Learn R Programming

⚠️There's a newer version (2.1.1) of this package.Take me there.

collapse

collapse is a C/C++ based package for data transformation and statistical computing in R. It's aims are:

  • To facilitate complex data transformation, exploration and computing tasks in R.
  • To help make R code fast, flexible, parsimonious and programmer friendly.

It is made compatible with dplyr, data.table and the plm approach to panel data.

Key Features:

  • Advanced statistical programming: A full set of fast statistical functions supporting grouped and weighted computations on vectors, matrices and data frames. Fast and programmable grouping, ordering, unique values / rows, factor generation and interactions. Fast and flexible functions for data manipulation and data object conversions.

  • Advanced aggregation: Fast and easy multi-data-type, multi-function, weighted, parallelized and fully customized data aggregation.

  • Advanced transformations: Fast (grouped) replacing and sweeping out of statistics, and (grouped, weighted) scaling / standardizing, between (averaging) and (quasi-)within (centering / demeaning) transformations, higher-dimensional centering (i.e. multiple fixed effects transformations), linear prediction and partialling-out.

  • Advanced time-computations: Fast (sequences of) lags / leads, and (lagged / leaded, iterated, quasi-, log-) differences and growth rates on (unordered) time series and panel data. Multivariate auto-, partial- and cross-correlation functions for panel data. Panel data to (ts-)array conversions.

  • List processing: (Recursive) list search / identification, extraction / subsetting, data-apply, and generalized row-binding / unlisting in 2D.

  • Advanced data exploration: Fast (grouped, weighted, panel-decomposed) summary statistics for complex multilevel / panel data.
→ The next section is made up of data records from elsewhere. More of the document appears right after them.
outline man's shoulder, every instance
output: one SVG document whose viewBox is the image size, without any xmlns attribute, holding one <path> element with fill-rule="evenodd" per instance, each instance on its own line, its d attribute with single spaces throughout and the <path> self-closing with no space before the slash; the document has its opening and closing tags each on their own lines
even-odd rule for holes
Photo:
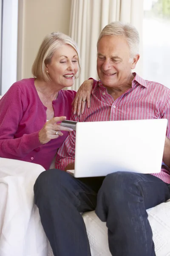
<svg viewBox="0 0 170 256">
<path fill-rule="evenodd" d="M 150 80 L 145 80 L 148 87 L 161 90 L 162 91 L 167 92 L 167 93 L 170 93 L 170 89 L 158 82 L 151 81 Z"/>
</svg>

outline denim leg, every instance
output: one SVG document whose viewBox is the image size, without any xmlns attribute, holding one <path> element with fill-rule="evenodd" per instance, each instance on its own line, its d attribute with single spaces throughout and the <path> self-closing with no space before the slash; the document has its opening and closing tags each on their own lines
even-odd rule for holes
<svg viewBox="0 0 170 256">
<path fill-rule="evenodd" d="M 155 256 L 146 209 L 170 198 L 167 185 L 151 175 L 117 172 L 108 175 L 97 196 L 96 212 L 108 228 L 114 256 Z"/>
<path fill-rule="evenodd" d="M 82 180 L 52 169 L 42 172 L 34 185 L 35 203 L 54 256 L 91 255 L 79 212 L 95 209 L 97 193 Z"/>
</svg>

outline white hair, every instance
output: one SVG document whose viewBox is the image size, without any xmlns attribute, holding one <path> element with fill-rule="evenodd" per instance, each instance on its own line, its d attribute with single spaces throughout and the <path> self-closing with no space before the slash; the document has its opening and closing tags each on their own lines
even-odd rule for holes
<svg viewBox="0 0 170 256">
<path fill-rule="evenodd" d="M 45 71 L 46 65 L 50 63 L 51 58 L 57 49 L 63 44 L 71 45 L 77 53 L 79 72 L 76 78 L 78 77 L 81 71 L 81 60 L 77 46 L 69 36 L 59 32 L 53 32 L 48 35 L 41 43 L 32 67 L 32 73 L 34 77 L 46 82 L 51 81 Z"/>
<path fill-rule="evenodd" d="M 139 36 L 136 29 L 130 23 L 124 24 L 120 21 L 111 22 L 102 29 L 99 36 L 97 47 L 100 39 L 105 35 L 122 35 L 129 45 L 131 58 L 139 53 Z"/>
</svg>

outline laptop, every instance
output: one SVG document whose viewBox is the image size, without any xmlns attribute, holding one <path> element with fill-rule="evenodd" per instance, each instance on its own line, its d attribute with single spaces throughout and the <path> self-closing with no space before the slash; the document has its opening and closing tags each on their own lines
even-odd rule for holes
<svg viewBox="0 0 170 256">
<path fill-rule="evenodd" d="M 75 177 L 161 171 L 167 119 L 77 122 Z"/>
</svg>

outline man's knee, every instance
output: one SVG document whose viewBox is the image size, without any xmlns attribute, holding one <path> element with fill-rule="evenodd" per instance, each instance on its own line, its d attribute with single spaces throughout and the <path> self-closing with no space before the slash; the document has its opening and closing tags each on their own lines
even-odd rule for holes
<svg viewBox="0 0 170 256">
<path fill-rule="evenodd" d="M 126 200 L 128 192 L 136 189 L 138 174 L 117 172 L 107 175 L 100 189 L 105 195 L 121 201 Z"/>
<path fill-rule="evenodd" d="M 70 177 L 65 172 L 57 169 L 51 169 L 42 172 L 34 187 L 35 203 L 37 198 L 40 196 L 44 198 L 56 196 L 57 191 L 61 187 L 60 184 L 68 182 L 67 180 Z"/>
</svg>

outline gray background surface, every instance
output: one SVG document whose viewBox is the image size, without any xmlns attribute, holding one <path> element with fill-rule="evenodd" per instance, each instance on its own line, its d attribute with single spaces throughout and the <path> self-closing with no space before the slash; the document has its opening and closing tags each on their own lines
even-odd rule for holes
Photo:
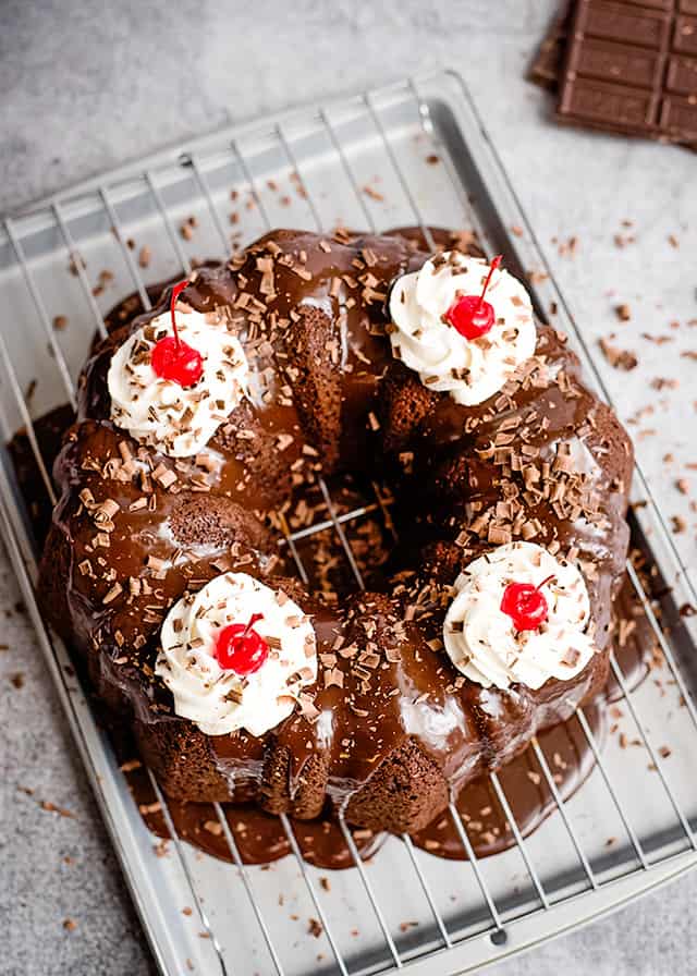
<svg viewBox="0 0 697 976">
<path fill-rule="evenodd" d="M 697 460 L 697 363 L 681 356 L 690 341 L 697 345 L 697 329 L 690 334 L 685 325 L 697 315 L 688 277 L 697 157 L 550 121 L 549 97 L 523 75 L 554 8 L 554 0 L 0 0 L 0 212 L 230 121 L 429 68 L 458 68 L 589 337 L 621 332 L 621 345 L 639 352 L 639 368 L 610 381 L 622 383 L 625 419 L 647 402 L 655 406 L 650 422 L 633 430 L 665 512 L 688 522 L 677 541 L 694 569 L 695 513 L 675 479 L 697 481 L 686 468 Z M 636 242 L 620 251 L 613 235 L 627 218 L 635 228 L 624 233 L 636 233 Z M 554 242 L 572 234 L 578 235 L 573 259 L 559 255 Z M 613 313 L 617 301 L 632 303 L 625 326 Z M 681 327 L 670 344 L 643 342 L 641 331 L 670 333 L 675 320 Z M 657 376 L 680 386 L 656 392 Z M 675 459 L 668 467 L 667 452 Z M 17 598 L 0 552 L 8 645 L 0 650 L 0 971 L 149 973 L 30 625 L 14 609 Z M 17 672 L 21 688 L 12 681 Z M 72 816 L 47 812 L 42 800 Z M 496 973 L 692 973 L 696 899 L 693 874 Z M 63 927 L 69 917 L 77 923 L 73 931 Z"/>
</svg>

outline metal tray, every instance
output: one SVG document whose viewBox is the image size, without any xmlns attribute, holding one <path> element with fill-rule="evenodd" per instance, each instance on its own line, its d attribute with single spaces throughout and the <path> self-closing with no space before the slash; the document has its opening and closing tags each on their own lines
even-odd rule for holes
<svg viewBox="0 0 697 976">
<path fill-rule="evenodd" d="M 196 227 L 185 237 L 180 228 L 192 215 Z M 355 228 L 477 229 L 514 272 L 531 272 L 538 315 L 548 319 L 555 309 L 552 320 L 572 337 L 587 378 L 610 399 L 462 80 L 445 72 L 227 129 L 8 218 L 0 224 L 5 439 L 21 426 L 32 436 L 33 418 L 73 396 L 95 327 L 102 330 L 102 315 L 134 288 L 146 300 L 144 281 L 188 270 L 194 258 L 228 253 L 231 235 L 242 245 L 269 227 L 329 229 L 337 221 Z M 151 249 L 147 269 L 138 261 L 143 246 Z M 71 259 L 76 274 L 69 273 Z M 102 269 L 113 278 L 102 279 L 94 292 Z M 52 319 L 59 314 L 70 321 L 57 331 Z M 27 402 L 23 391 L 30 381 Z M 176 839 L 168 856 L 156 854 L 68 652 L 39 617 L 28 521 L 7 453 L 2 460 L 2 536 L 162 973 L 472 972 L 697 864 L 697 712 L 690 697 L 697 635 L 695 619 L 677 612 L 695 602 L 695 588 L 639 471 L 635 495 L 646 504 L 635 529 L 650 541 L 668 584 L 661 610 L 671 637 L 656 626 L 663 656 L 658 682 L 649 679 L 632 692 L 613 662 L 624 693 L 619 721 L 638 745 L 621 749 L 612 737 L 597 753 L 588 782 L 562 803 L 550 762 L 534 743 L 558 810 L 529 838 L 523 840 L 510 818 L 516 845 L 468 862 L 441 861 L 390 839 L 370 864 L 333 873 L 327 891 L 319 883 L 326 873 L 297 854 L 267 870 L 243 868 L 231 835 L 236 866 Z M 359 509 L 345 517 L 365 514 Z M 343 544 L 341 525 L 333 514 L 332 520 Z M 632 566 L 629 573 L 644 596 Z M 596 749 L 583 712 L 579 720 Z M 508 812 L 496 776 L 492 784 Z M 285 827 L 294 841 L 288 821 Z M 460 827 L 472 854 L 466 826 Z M 186 906 L 193 911 L 183 914 Z M 307 934 L 310 916 L 322 923 L 319 938 Z"/>
</svg>

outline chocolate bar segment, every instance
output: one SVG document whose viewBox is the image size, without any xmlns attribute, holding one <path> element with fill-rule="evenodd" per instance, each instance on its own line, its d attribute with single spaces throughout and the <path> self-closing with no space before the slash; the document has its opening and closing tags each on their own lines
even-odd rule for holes
<svg viewBox="0 0 697 976">
<path fill-rule="evenodd" d="M 697 2 L 697 0 L 696 0 Z M 559 81 L 566 58 L 566 41 L 574 15 L 574 3 L 566 0 L 549 25 L 545 39 L 535 52 L 528 80 L 550 91 L 559 91 Z"/>
<path fill-rule="evenodd" d="M 558 119 L 697 143 L 695 11 L 697 0 L 578 0 Z"/>
</svg>

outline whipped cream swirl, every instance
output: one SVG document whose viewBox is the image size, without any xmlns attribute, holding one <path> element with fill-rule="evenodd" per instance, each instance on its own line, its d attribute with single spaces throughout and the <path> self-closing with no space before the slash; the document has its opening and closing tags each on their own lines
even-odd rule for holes
<svg viewBox="0 0 697 976">
<path fill-rule="evenodd" d="M 269 645 L 258 671 L 244 676 L 216 657 L 220 631 L 264 614 L 254 630 Z M 174 696 L 174 710 L 206 735 L 246 729 L 262 735 L 288 718 L 299 690 L 317 678 L 315 630 L 282 590 L 247 573 L 223 573 L 178 600 L 161 630 L 155 671 Z"/>
<path fill-rule="evenodd" d="M 203 357 L 198 382 L 181 387 L 150 365 L 155 344 L 172 333 L 169 312 L 136 329 L 117 350 L 107 382 L 114 424 L 170 457 L 191 457 L 245 395 L 248 366 L 240 340 L 216 313 L 204 315 L 180 304 L 176 327 Z"/>
<path fill-rule="evenodd" d="M 509 583 L 540 588 L 548 618 L 534 631 L 516 631 L 501 610 Z M 455 581 L 443 640 L 453 664 L 485 687 L 519 682 L 541 687 L 550 678 L 567 681 L 596 652 L 588 633 L 590 603 L 580 572 L 534 542 L 509 542 L 475 559 Z"/>
<path fill-rule="evenodd" d="M 394 355 L 418 373 L 429 390 L 450 393 L 465 406 L 498 393 L 535 352 L 530 298 L 508 271 L 491 276 L 486 301 L 494 324 L 486 335 L 465 339 L 444 319 L 457 297 L 481 293 L 488 273 L 482 258 L 451 251 L 398 278 L 390 295 Z"/>
</svg>

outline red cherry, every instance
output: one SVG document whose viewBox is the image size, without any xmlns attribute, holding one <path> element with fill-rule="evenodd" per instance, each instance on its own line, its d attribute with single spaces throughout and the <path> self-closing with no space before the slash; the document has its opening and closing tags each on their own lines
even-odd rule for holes
<svg viewBox="0 0 697 976">
<path fill-rule="evenodd" d="M 225 671 L 236 674 L 254 674 L 269 656 L 269 645 L 253 631 L 264 613 L 253 613 L 248 623 L 231 623 L 223 627 L 216 640 L 216 658 Z"/>
<path fill-rule="evenodd" d="M 174 308 L 176 300 L 184 291 L 188 281 L 180 281 L 172 289 L 170 298 L 170 315 L 172 316 L 172 329 L 174 335 L 166 335 L 155 343 L 150 355 L 150 365 L 156 375 L 161 379 L 169 379 L 179 383 L 180 387 L 193 387 L 201 378 L 204 373 L 204 361 L 198 350 L 182 342 L 179 338 L 176 328 L 176 317 Z"/>
<path fill-rule="evenodd" d="M 455 298 L 443 318 L 445 321 L 464 335 L 465 339 L 479 339 L 486 335 L 496 321 L 496 313 L 489 302 L 485 302 L 484 296 L 491 282 L 491 276 L 498 269 L 502 260 L 502 255 L 497 255 L 491 261 L 487 280 L 484 283 L 481 294 L 461 295 Z"/>
<path fill-rule="evenodd" d="M 198 350 L 173 335 L 166 335 L 155 343 L 150 366 L 161 379 L 170 379 L 180 387 L 193 387 L 204 371 L 204 361 Z"/>
<path fill-rule="evenodd" d="M 533 586 L 531 583 L 509 583 L 503 590 L 501 610 L 513 620 L 516 631 L 536 631 L 545 623 L 549 607 L 541 588 L 553 578 L 553 575 L 548 576 L 539 586 Z"/>
</svg>

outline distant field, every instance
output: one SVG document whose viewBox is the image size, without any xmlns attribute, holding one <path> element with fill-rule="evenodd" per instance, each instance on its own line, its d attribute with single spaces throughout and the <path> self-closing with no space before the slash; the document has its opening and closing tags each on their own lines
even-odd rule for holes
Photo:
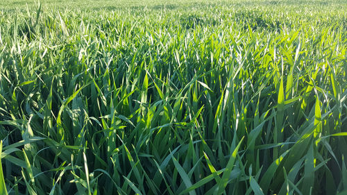
<svg viewBox="0 0 347 195">
<path fill-rule="evenodd" d="M 0 194 L 347 194 L 346 1 L 40 3 L 0 3 Z"/>
</svg>

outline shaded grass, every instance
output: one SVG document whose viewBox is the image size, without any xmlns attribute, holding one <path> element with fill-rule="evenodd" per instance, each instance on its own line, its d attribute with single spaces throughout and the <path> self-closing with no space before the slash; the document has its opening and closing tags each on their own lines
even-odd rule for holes
<svg viewBox="0 0 347 195">
<path fill-rule="evenodd" d="M 63 2 L 0 12 L 9 194 L 346 192 L 343 1 Z"/>
</svg>

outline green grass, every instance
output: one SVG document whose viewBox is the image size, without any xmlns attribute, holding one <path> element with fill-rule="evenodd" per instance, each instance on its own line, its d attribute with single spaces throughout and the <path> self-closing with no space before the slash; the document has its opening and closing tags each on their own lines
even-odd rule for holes
<svg viewBox="0 0 347 195">
<path fill-rule="evenodd" d="M 347 193 L 346 1 L 69 1 L 0 5 L 1 194 Z"/>
</svg>

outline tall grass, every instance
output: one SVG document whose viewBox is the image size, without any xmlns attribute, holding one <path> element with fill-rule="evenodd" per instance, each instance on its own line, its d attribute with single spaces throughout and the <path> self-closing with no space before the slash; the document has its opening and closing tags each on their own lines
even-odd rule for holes
<svg viewBox="0 0 347 195">
<path fill-rule="evenodd" d="M 2 194 L 347 193 L 345 1 L 6 1 Z"/>
</svg>

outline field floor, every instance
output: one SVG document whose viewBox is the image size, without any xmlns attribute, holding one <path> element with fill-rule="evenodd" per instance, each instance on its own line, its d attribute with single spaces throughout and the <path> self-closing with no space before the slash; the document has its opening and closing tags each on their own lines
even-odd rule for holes
<svg viewBox="0 0 347 195">
<path fill-rule="evenodd" d="M 0 194 L 347 194 L 347 1 L 1 1 Z"/>
</svg>

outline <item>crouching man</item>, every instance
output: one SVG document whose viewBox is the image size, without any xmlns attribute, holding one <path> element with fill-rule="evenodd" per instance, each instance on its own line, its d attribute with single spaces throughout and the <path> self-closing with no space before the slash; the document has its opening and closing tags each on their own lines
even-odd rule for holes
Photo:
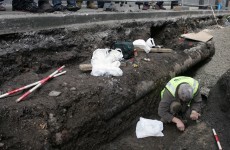
<svg viewBox="0 0 230 150">
<path fill-rule="evenodd" d="M 201 102 L 198 81 L 178 76 L 172 78 L 161 91 L 158 115 L 162 122 L 173 122 L 180 131 L 184 131 L 185 118 L 197 120 L 200 117 Z"/>
</svg>

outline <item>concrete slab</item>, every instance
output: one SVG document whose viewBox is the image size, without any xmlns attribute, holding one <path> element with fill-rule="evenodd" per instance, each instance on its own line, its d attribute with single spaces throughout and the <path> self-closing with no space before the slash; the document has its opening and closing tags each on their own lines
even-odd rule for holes
<svg viewBox="0 0 230 150">
<path fill-rule="evenodd" d="M 37 31 L 51 28 L 63 28 L 73 24 L 89 24 L 106 21 L 124 21 L 137 19 L 171 19 L 193 16 L 212 16 L 210 10 L 142 10 L 137 12 L 110 12 L 103 9 L 91 10 L 84 6 L 77 12 L 54 12 L 33 14 L 28 12 L 11 11 L 11 4 L 6 4 L 7 11 L 0 13 L 0 34 Z M 217 16 L 229 15 L 230 11 L 218 11 Z"/>
</svg>

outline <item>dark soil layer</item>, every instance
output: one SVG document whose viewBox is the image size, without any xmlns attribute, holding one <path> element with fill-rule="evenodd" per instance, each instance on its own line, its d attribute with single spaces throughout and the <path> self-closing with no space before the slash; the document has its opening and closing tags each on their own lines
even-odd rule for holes
<svg viewBox="0 0 230 150">
<path fill-rule="evenodd" d="M 40 80 L 61 65 L 66 65 L 67 74 L 53 79 L 21 103 L 15 100 L 22 93 L 1 99 L 1 148 L 98 149 L 133 126 L 140 116 L 155 114 L 159 93 L 171 76 L 214 54 L 212 42 L 179 38 L 182 33 L 212 24 L 215 21 L 210 18 L 190 18 L 2 35 L 3 93 Z M 139 67 L 133 68 L 127 61 L 122 77 L 93 77 L 79 70 L 78 65 L 90 62 L 97 48 L 109 47 L 118 39 L 146 40 L 150 36 L 174 52 L 150 53 L 150 62 L 143 61 L 145 53 L 139 53 Z M 48 96 L 52 90 L 61 95 Z"/>
<path fill-rule="evenodd" d="M 211 90 L 204 120 L 216 130 L 223 149 L 230 147 L 230 70 Z"/>
</svg>

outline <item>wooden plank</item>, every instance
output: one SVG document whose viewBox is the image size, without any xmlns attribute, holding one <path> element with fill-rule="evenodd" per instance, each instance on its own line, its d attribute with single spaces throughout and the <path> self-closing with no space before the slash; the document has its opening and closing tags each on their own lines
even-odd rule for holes
<svg viewBox="0 0 230 150">
<path fill-rule="evenodd" d="M 201 42 L 207 42 L 213 38 L 211 34 L 204 32 L 204 31 L 200 31 L 198 33 L 182 34 L 181 37 L 190 39 L 190 40 L 201 41 Z"/>
</svg>

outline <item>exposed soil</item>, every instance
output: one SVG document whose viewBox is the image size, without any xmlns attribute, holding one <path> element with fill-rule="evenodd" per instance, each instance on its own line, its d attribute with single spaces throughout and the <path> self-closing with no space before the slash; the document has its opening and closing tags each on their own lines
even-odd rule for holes
<svg viewBox="0 0 230 150">
<path fill-rule="evenodd" d="M 183 73 L 184 68 L 194 65 L 185 64 L 186 60 L 196 60 L 199 55 L 202 61 L 214 54 L 213 41 L 183 41 L 179 35 L 214 23 L 211 18 L 191 18 L 2 35 L 2 93 L 40 80 L 61 65 L 66 65 L 67 74 L 43 85 L 21 103 L 15 100 L 22 93 L 1 99 L 1 148 L 189 149 L 194 145 L 198 149 L 213 149 L 216 145 L 209 122 L 191 125 L 185 133 L 166 125 L 164 138 L 137 140 L 133 129 L 140 116 L 158 118 L 159 93 L 170 75 Z M 173 48 L 174 52 L 151 53 L 150 62 L 143 61 L 146 54 L 139 53 L 139 67 L 133 68 L 132 62 L 127 61 L 122 77 L 93 77 L 78 68 L 80 63 L 90 61 L 96 48 L 109 47 L 117 39 L 147 39 L 150 35 L 156 43 Z M 194 52 L 183 51 L 193 47 Z M 49 96 L 53 90 L 61 95 Z"/>
</svg>

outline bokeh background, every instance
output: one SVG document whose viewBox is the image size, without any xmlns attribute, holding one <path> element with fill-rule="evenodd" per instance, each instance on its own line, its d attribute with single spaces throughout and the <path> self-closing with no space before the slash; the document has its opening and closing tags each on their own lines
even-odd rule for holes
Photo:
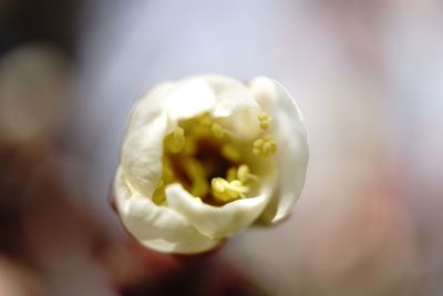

collapse is mainly coded in C++ and built with Rcpp, but also uses C functions from data.table, lfe and stats. Effort has been expended to minimize the execution speed of R code employed.

Installation

# From the R console call
install.packages("collapse")

Documentation

collapse installs with a built-in structured documentation, implemented via a set of separate help pages. Calling help('collapse-documentation') from the R console brings up the the top-level documentation page, which provides an overview of the entire functionality of the package and links to all other documentation pages.

In addition, collapse provides 3 vignettes:

  • Introduction to collapse: Introduces all main features of the package in a structured way.

  • collapse and dplyr: Demonstrates the integration of collapse with dplyr / tidyverse workflows and associated performance improvements.

  • collapse and plm: Demonstrates the integration of collapse with the plm package and provides examples of fast and easy programming with panel data.

Example Usage

This provides a simple set of examples introducing some important features of collapse. It should be easy to follow for readers familiar with R.

library(collapse)
data("iris")            # iris dataset in base R
v <- iris$Sepal.Length  # Vector
d <- num_vars(iris)     # Saving numeric variables (could also be a matrix, statistical functions are S3 generic)
g <- iris$Species       # Grouping variable (could also be a list of variables)

## Advanced Statistical Programming -----------------------------------------------------------------------------

# Simple (column-wise) statistics...
fmedian(v)                       # Vector
fsd(qM(d))                       # Matrix (qM is a faster as.matrix)
fmode(d)                         # data.frame
fmean(qM(d), drop = FALSE)       # Still a matrix
fmax(d, drop = FALSE)            # Still a data.frame

# Fast grouped and/or weighted statistics
wt <- abs(rnorm(fnrow(iris)))
fmedian(d, w = wt)                # Simple weighted statistics
fnth(d, 0.75, g)                  # Grouped statistics (grouped third quartile)
fmedian(d, g, wt)                 # Groupwise-weighted statistics
fsd(v, g, wt)                     # Similarly for vectors
fmode(qM(d), g, wt, ties = "max") # Or matrices (grouped and weighted maximum mode) ...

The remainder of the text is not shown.